Адрес e-mail:

Advanced Bioinformatics II

Vsevolod Yu.Makeev

Dr.Sci. (Phys.&Math.)

Vavilov Institute of General Genetics

Laboratory of System Biology and Computational Genetics

Information about course:

Recommended texts:

  1. R.Durbin, S.Eddy, A.Krogh, G.Mitcheson. Biological sequence analysis. Cambridge University Press, 1998 (2006 reprinting).
  2. M.Borodovsky, S.Ekisheva. Problems and solutions in biological sequence analysis, Cambridge University Press, 2006.
  3. D.Gusfield. Algorithms on Strings, Trees and Sequences — Computer Science and Computational Biology. Cambridge University Press, 1997.
  4. A.Apostolico, C.Guerra, S.Istrail, P.Pevzner, M.Waterman, RECOMB06, Proceedings of the Tenth Conference on Research in Computational Molecular Biology, Springer LNCS Vol.3909, Berlin, 2006.
  5. P.Baldi and S.Brunak, Bioinformatics: the Machine Learning Approach. MIT Press, 2001.

Recommended web site (to start with): bioinformatics .  

Bioinformatics is the field of science growing from the application of mathematics, statistics and information technology to the study and analysis of very large biological and particularly genetic data sets.

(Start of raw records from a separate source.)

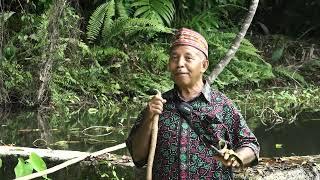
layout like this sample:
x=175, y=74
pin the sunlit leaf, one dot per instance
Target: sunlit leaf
x=279, y=146
x=92, y=110
x=37, y=163
x=277, y=54
x=22, y=168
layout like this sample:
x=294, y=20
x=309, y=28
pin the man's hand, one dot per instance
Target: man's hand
x=230, y=159
x=155, y=105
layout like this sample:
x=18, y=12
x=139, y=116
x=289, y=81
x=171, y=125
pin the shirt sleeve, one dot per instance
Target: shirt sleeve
x=240, y=133
x=129, y=142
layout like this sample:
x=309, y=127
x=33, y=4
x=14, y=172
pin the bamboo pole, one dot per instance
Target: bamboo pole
x=72, y=161
x=153, y=144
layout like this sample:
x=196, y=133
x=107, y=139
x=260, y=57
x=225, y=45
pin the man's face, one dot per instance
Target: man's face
x=187, y=65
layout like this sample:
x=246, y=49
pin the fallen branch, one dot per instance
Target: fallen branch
x=72, y=161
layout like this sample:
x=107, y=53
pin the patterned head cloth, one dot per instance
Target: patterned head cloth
x=192, y=38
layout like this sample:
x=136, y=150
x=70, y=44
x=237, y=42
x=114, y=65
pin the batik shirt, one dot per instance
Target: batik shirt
x=183, y=144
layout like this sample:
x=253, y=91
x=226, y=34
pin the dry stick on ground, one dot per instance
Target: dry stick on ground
x=214, y=74
x=236, y=43
x=216, y=71
x=153, y=144
x=71, y=161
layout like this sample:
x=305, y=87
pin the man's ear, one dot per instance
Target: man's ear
x=205, y=65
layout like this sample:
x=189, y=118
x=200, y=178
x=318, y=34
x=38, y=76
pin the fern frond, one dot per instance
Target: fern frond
x=131, y=26
x=158, y=10
x=121, y=11
x=110, y=52
x=105, y=10
x=110, y=12
x=286, y=72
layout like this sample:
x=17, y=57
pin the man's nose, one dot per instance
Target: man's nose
x=181, y=61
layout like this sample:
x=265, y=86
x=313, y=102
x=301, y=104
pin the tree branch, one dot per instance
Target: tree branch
x=236, y=43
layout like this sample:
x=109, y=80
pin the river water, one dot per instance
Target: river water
x=81, y=134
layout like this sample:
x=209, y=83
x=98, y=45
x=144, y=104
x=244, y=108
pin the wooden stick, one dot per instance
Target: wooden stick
x=153, y=144
x=72, y=161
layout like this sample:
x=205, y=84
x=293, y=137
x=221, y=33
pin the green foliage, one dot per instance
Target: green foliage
x=289, y=74
x=22, y=168
x=274, y=104
x=277, y=54
x=102, y=16
x=247, y=65
x=161, y=11
x=34, y=162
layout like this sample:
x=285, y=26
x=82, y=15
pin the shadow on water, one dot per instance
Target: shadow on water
x=87, y=133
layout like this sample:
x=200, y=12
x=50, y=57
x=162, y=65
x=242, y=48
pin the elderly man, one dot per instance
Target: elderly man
x=185, y=146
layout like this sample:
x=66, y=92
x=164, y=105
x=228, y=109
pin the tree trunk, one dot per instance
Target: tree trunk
x=49, y=56
x=236, y=43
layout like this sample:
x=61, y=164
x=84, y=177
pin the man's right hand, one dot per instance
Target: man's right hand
x=155, y=106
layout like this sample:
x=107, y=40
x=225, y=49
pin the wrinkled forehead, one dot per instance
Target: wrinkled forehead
x=186, y=50
x=188, y=37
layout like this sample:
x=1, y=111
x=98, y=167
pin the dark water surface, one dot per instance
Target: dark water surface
x=89, y=134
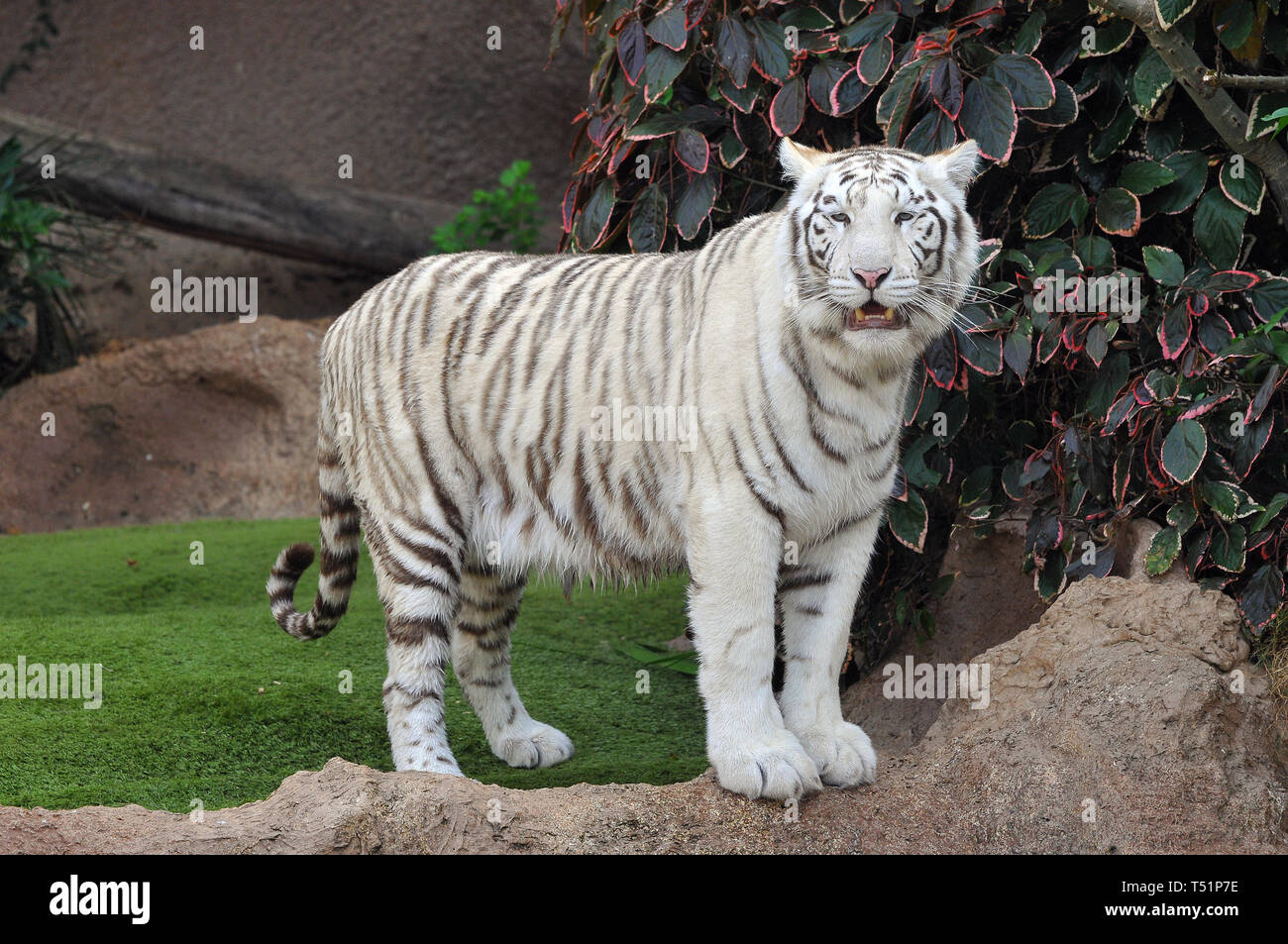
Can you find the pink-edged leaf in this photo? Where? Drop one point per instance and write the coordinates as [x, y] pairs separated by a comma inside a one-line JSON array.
[[695, 204], [1214, 334], [849, 93], [1173, 331], [619, 154], [1119, 211], [734, 50], [631, 50], [1029, 82], [694, 12], [669, 29], [1119, 412], [982, 352]]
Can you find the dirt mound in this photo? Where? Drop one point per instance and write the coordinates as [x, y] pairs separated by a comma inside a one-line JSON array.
[[1125, 720], [217, 423]]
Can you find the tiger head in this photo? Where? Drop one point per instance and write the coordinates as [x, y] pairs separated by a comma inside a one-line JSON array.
[[881, 249]]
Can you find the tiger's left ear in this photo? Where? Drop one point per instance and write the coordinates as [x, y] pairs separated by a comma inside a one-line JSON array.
[[799, 159], [957, 163]]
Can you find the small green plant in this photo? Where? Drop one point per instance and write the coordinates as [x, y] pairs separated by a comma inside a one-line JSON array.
[[1280, 117], [31, 274], [502, 218]]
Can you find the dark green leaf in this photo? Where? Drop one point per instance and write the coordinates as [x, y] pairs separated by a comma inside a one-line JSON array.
[[647, 230], [1219, 230], [1145, 176], [695, 204], [1184, 450], [734, 50], [910, 520], [787, 110], [988, 116], [1262, 596], [1164, 265], [1162, 552], [1048, 210], [863, 31]]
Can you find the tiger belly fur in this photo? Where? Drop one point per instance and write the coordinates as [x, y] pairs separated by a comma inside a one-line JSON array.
[[459, 429]]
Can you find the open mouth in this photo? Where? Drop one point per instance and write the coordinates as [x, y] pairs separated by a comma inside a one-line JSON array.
[[874, 316]]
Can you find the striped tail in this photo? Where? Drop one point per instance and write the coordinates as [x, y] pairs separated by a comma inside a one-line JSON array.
[[340, 541]]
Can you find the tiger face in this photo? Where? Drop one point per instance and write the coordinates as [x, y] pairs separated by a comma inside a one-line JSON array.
[[883, 248]]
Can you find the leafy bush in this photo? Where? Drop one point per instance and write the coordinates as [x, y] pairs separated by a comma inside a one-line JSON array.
[[502, 218], [1055, 400]]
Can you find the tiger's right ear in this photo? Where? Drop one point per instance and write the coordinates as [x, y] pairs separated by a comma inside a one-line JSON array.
[[799, 159]]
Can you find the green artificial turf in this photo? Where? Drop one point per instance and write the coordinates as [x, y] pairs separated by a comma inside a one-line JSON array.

This course is devoted to study of mathematical models and computer algorithms used in DNA and protein sequence analysis. Students will implement simplified versions of the algorithms studied in the course as computer programs. Additionally, you will get experience in using sequence analysis tools available either locally or via Internet.

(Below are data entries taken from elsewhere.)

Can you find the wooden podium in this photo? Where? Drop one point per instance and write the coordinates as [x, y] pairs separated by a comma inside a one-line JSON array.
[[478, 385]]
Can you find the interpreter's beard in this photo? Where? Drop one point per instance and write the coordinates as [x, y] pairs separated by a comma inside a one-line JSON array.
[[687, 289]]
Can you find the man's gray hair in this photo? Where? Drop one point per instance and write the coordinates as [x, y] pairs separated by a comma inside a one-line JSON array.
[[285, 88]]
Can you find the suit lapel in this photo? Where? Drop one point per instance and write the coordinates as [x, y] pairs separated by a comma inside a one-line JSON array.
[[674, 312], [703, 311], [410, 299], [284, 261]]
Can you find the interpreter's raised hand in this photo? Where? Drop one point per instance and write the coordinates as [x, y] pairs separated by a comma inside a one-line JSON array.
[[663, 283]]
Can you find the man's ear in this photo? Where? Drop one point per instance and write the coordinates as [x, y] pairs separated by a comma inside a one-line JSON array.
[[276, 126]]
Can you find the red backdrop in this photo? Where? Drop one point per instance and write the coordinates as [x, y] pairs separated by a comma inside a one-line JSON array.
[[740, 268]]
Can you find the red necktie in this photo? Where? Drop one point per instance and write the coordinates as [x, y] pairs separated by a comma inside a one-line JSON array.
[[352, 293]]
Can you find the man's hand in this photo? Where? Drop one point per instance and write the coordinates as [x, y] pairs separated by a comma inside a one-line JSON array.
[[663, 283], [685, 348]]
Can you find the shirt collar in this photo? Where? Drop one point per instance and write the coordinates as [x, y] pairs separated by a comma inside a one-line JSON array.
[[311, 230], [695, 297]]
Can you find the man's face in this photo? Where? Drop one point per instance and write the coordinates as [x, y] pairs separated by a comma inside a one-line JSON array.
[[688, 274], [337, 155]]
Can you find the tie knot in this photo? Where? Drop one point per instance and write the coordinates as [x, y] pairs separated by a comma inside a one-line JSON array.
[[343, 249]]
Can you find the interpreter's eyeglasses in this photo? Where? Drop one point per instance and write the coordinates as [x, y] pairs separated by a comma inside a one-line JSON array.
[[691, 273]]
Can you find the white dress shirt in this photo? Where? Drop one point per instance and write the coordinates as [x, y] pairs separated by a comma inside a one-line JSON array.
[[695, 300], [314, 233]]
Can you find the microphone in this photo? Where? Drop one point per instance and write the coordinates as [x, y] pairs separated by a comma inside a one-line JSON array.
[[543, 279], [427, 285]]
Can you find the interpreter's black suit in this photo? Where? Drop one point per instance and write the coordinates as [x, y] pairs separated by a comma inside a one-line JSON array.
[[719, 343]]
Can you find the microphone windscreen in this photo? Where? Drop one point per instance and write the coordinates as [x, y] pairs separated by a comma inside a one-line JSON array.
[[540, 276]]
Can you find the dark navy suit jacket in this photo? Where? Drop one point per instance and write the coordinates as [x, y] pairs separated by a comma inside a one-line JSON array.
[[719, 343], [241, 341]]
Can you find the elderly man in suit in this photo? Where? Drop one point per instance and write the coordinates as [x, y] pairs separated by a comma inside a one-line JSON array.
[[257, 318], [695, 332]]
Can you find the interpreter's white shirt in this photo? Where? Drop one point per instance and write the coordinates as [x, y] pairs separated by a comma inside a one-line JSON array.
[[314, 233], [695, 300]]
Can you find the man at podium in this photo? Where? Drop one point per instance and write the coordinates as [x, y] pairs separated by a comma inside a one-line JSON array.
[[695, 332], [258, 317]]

The lab time may also be used for tests, student presentations and additional lectures.

Closed notes & books “surprise” quizzes (10min.) may take place on Mondays or Fridays. 

Homework: Small group efforts are encouraged, but you are responsible for writing /typing and understanding your solution.

Course outline:

Analysis of multiple sequences. Evolutionary conserved regions in protein sequences. Multiple sequence alignment. Multidimensional dynamic programming. Progressive alignment methods.

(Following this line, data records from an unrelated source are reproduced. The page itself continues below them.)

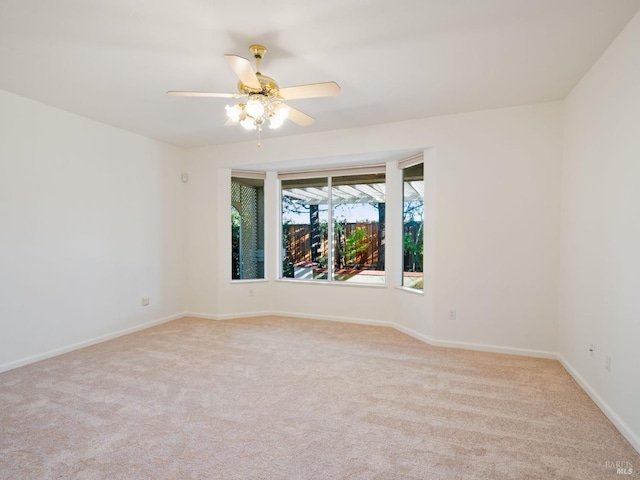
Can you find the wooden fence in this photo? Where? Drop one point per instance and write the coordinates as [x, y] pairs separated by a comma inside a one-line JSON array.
[[298, 243]]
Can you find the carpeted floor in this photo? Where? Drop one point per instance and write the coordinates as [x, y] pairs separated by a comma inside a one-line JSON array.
[[277, 398]]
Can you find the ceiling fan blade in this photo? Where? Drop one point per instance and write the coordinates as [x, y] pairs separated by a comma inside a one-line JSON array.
[[242, 67], [204, 94], [302, 119], [313, 90]]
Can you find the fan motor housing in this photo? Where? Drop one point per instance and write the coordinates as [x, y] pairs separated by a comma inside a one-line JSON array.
[[269, 86]]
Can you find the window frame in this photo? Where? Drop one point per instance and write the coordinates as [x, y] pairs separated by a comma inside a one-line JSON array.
[[328, 174]]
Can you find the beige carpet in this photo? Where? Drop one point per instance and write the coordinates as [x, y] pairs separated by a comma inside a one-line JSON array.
[[276, 398]]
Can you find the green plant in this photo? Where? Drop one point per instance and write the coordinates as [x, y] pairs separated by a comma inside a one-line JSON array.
[[356, 244]]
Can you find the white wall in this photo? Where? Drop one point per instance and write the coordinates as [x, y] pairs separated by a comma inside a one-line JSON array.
[[600, 282], [91, 220], [493, 187]]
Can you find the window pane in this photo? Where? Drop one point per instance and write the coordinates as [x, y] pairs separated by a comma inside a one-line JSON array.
[[247, 228], [358, 228], [413, 226], [305, 218]]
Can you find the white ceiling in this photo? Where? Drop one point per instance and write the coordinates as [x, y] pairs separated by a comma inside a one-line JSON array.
[[113, 60]]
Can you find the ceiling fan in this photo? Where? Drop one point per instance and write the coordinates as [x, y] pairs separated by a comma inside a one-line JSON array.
[[264, 98]]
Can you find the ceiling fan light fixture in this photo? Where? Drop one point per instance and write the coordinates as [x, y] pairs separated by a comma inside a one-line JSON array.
[[235, 113], [279, 113], [264, 96], [248, 123], [255, 107]]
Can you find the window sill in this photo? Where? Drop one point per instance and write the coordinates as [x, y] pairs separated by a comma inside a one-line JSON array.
[[249, 280], [414, 291], [327, 282]]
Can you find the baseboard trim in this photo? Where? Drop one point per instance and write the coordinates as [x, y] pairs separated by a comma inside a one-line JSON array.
[[86, 343], [412, 333], [523, 352], [330, 318], [227, 316], [622, 427]]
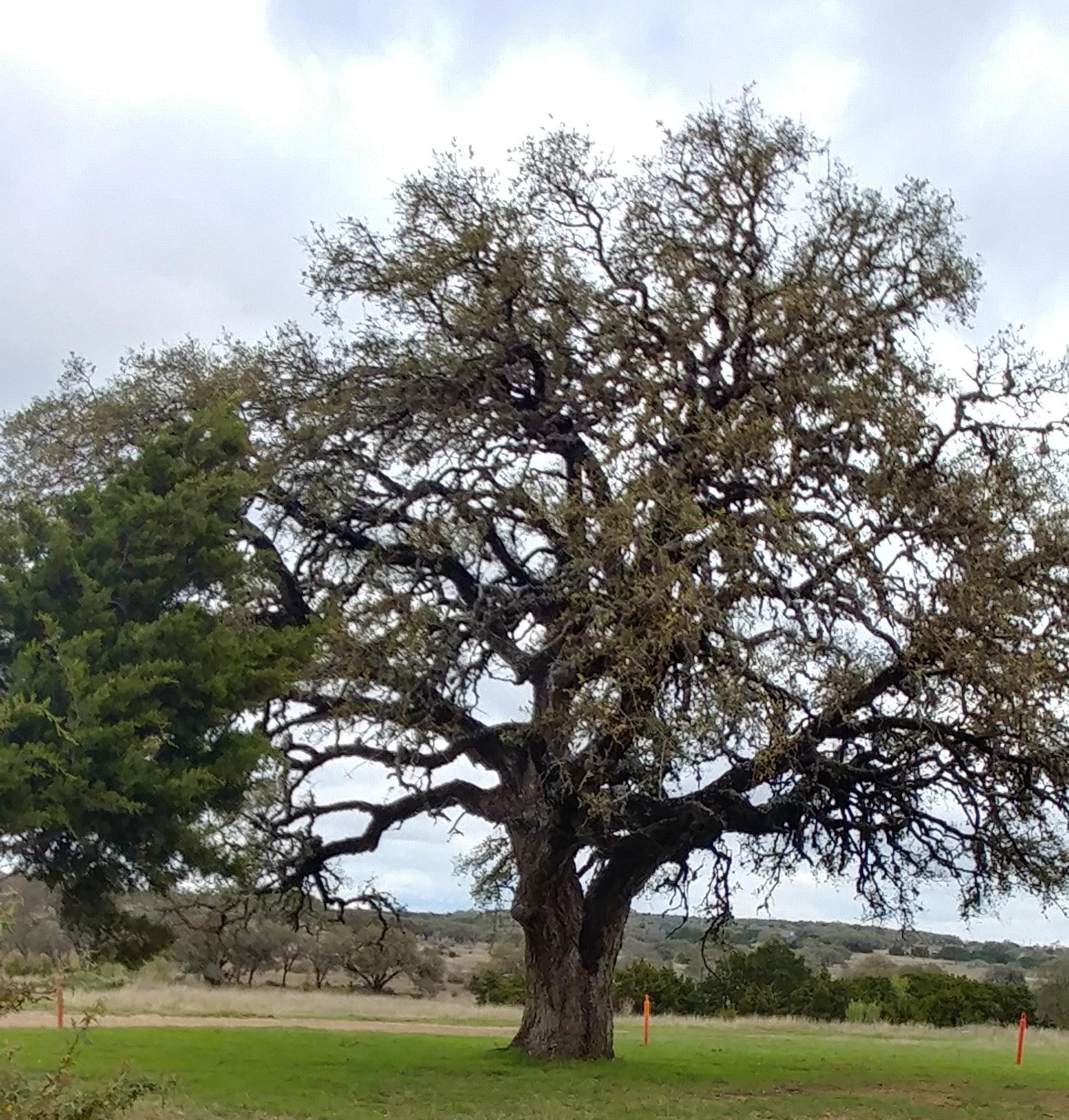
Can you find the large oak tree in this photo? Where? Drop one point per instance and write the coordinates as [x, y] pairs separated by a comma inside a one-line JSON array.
[[668, 451]]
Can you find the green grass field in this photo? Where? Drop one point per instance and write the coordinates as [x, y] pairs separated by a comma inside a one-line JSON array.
[[772, 1072]]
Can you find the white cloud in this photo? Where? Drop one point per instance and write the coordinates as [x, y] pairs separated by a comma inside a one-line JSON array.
[[1022, 87], [402, 104], [133, 54], [816, 88]]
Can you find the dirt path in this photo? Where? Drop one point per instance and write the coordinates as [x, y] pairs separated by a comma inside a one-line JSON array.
[[45, 1019]]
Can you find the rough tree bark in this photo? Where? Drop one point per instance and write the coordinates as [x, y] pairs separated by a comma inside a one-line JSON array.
[[572, 942]]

Statistical models of protein domains. Analogy between models for functional sites in DNA and models of functional & structural motifs in protein sequences. The concept of profile. Profile HMM: Hidden Markov model for evolutionary conserved sequences.

Estimation of parameters for profile HMM. Predicting protein function by profile HMM. PSI-BLAST, PFAM and SMART local similarity search methods. Finding remote homologs. Assessment of the power of a homology search method by using SCOP database.

CLUSTALW: improving the sensitivity of progressive multiple sequence alignment through sequence weighting, position-specific gap penalties and weight matrix choice.

Building phylogenetic trees. Construction of a tree by using pairwise distances. UPGMA clustering and neighbors joining clustering algorithm. Notion of parsimony.

Probabilistic approaches to phylogeny. Random genetic drift. Molecular clock. Synonymous and non-synonymous substitutions.  Using maximum likelihood approach for phylogenetic inference. Orthologs and paralogs. Evolutionary and comparative genomics.

Other topics. Protein secondary structure prediction. Profile-based neural network approach (PHD method). Information theory & Bayesian approach (GOR method). Prediction of the 3D structure of proteins.

Study of gene expression with DNA microarrays and RNA-seq. Detecting patterns in expression of multiple genes. Clustering methods of gene expression data: k-means clustering.

Lab schedule:

Lab 8. Implementation of anchored alignment algorithm.

Lab 9. Use of scoring matrices for protein sequence alignment. Implementation of algorithms studied in Lab 7 for the case of protein sequences.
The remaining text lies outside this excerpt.